Apple releases OS X 10.7.4 with fix for FileVault security bug
Apple has just released OS X Lion 10.7.4 via Software Update. The update, which is recommended for all users, fixes a bug in OS X 10.7.3 that caused login passwords to be stored in plain text log files, that could be accessed by other system users.
The 10.7.4 update is recommended for all OS X Lion users and includes general operating system fixes that improve the stability, compatibility, and security of your Mac including fixes that:
- Resolve an issue where the “Reopen windows when logging back in” setting is always enabled
- Improve compatibility with certain British third-party USB keyboards
- Address an issue that may prevent files from being saved to a server
- Improve the reliability of copying files to an SMB server
An accompanying support document includes information about about the FileVault security bug, and a link to steps on removing any log files containing passwords:
“An issue existed in the handling of network account logins.
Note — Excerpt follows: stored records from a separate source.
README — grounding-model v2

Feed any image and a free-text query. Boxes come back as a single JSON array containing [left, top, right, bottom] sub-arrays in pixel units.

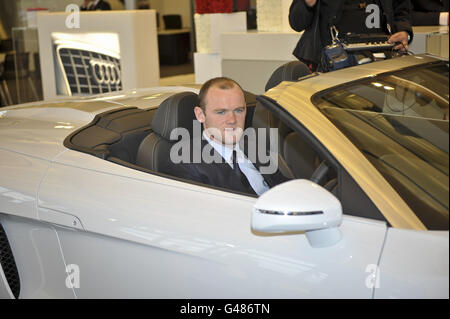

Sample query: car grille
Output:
[[58, 48, 122, 95], [0, 224, 20, 299]]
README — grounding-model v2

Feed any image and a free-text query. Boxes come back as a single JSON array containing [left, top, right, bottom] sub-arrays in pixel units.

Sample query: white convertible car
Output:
[[0, 55, 449, 298]]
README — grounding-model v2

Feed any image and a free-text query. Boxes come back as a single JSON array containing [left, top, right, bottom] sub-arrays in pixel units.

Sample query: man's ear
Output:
[[194, 106, 206, 123]]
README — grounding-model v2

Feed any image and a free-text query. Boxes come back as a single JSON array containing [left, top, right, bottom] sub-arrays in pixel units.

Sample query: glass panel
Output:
[[314, 63, 449, 230]]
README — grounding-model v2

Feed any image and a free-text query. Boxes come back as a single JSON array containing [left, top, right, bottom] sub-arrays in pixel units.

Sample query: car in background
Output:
[[0, 55, 449, 299]]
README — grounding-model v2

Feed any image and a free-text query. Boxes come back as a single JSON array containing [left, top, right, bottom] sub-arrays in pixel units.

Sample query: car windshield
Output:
[[313, 62, 449, 230]]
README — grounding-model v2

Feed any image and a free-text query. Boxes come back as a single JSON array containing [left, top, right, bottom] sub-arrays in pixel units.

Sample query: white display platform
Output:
[[194, 52, 222, 84], [37, 10, 159, 100], [194, 12, 247, 84], [221, 31, 302, 94], [256, 0, 293, 32], [409, 26, 448, 59]]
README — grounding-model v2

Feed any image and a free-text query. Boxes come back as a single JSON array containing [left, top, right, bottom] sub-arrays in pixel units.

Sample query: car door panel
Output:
[[39, 154, 386, 298], [0, 214, 75, 299], [375, 228, 449, 299]]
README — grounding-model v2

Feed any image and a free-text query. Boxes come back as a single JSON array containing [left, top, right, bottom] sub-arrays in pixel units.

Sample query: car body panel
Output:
[[0, 149, 50, 219], [375, 228, 449, 299], [266, 83, 426, 230], [0, 214, 75, 299], [39, 156, 386, 298], [0, 56, 449, 298]]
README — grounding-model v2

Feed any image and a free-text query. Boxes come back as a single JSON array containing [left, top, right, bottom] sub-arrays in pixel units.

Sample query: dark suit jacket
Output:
[[161, 139, 288, 195], [80, 0, 111, 11], [411, 0, 449, 25], [289, 0, 413, 63]]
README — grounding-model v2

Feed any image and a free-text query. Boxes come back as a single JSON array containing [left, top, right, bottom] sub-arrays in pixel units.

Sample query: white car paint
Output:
[[0, 58, 449, 298]]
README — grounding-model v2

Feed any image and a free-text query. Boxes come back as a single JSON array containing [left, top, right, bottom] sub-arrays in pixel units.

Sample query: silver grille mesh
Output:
[[58, 48, 122, 95]]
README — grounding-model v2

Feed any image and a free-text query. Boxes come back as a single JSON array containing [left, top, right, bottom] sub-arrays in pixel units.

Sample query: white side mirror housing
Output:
[[252, 179, 342, 247]]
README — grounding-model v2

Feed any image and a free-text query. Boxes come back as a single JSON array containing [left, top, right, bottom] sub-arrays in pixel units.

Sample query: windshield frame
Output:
[[311, 60, 448, 230]]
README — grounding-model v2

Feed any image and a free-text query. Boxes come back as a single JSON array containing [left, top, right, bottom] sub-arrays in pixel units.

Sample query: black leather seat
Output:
[[136, 92, 199, 171]]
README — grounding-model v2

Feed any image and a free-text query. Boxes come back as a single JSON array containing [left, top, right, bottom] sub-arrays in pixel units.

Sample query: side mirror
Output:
[[252, 179, 342, 247]]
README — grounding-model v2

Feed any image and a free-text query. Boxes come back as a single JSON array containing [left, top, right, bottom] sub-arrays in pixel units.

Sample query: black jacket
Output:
[[289, 0, 413, 63], [161, 139, 288, 195], [411, 0, 449, 25], [80, 0, 111, 11]]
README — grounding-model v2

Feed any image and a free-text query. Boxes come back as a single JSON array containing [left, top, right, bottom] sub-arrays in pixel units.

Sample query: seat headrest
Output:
[[152, 92, 199, 140], [266, 61, 311, 92]]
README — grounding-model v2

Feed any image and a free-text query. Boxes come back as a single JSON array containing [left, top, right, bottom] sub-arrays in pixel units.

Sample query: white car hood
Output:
[[0, 102, 120, 160], [0, 87, 198, 160]]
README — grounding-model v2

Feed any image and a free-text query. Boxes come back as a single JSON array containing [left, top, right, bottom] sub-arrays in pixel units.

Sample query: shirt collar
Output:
[[203, 131, 245, 165]]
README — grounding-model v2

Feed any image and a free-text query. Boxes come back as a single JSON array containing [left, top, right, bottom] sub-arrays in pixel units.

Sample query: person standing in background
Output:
[[80, 0, 111, 11], [289, 0, 413, 71], [411, 0, 449, 25]]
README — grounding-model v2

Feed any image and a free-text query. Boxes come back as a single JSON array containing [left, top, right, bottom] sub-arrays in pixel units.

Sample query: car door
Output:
[[39, 150, 386, 298]]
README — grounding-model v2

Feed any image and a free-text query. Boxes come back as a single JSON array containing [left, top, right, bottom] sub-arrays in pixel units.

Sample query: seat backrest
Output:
[[136, 92, 199, 171]]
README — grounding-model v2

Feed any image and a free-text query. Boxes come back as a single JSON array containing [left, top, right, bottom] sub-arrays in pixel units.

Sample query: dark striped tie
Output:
[[232, 150, 253, 191]]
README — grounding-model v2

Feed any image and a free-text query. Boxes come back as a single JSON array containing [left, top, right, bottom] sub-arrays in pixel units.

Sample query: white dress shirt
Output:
[[203, 132, 269, 196]]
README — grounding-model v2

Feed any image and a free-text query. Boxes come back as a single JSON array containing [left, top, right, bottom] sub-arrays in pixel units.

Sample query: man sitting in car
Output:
[[162, 77, 287, 195]]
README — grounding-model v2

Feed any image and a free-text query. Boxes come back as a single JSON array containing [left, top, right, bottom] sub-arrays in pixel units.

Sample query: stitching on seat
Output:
[[150, 135, 161, 171]]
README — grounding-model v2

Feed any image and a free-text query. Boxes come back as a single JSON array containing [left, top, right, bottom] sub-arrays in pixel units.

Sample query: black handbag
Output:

The login process recorded sensitive information in the system log, where other users of the system could read it. The sensitive information may persist in saved logs after installation of this update. See http://support.apple.com/kb/TS4272 for more information about how to securely remove any remaining records.”
Apple has also pushed out updates for OS X Snow Leopard users, and an update to Safari which takes it to version 5.1.7.
Remember to backup your system before running any of these updates.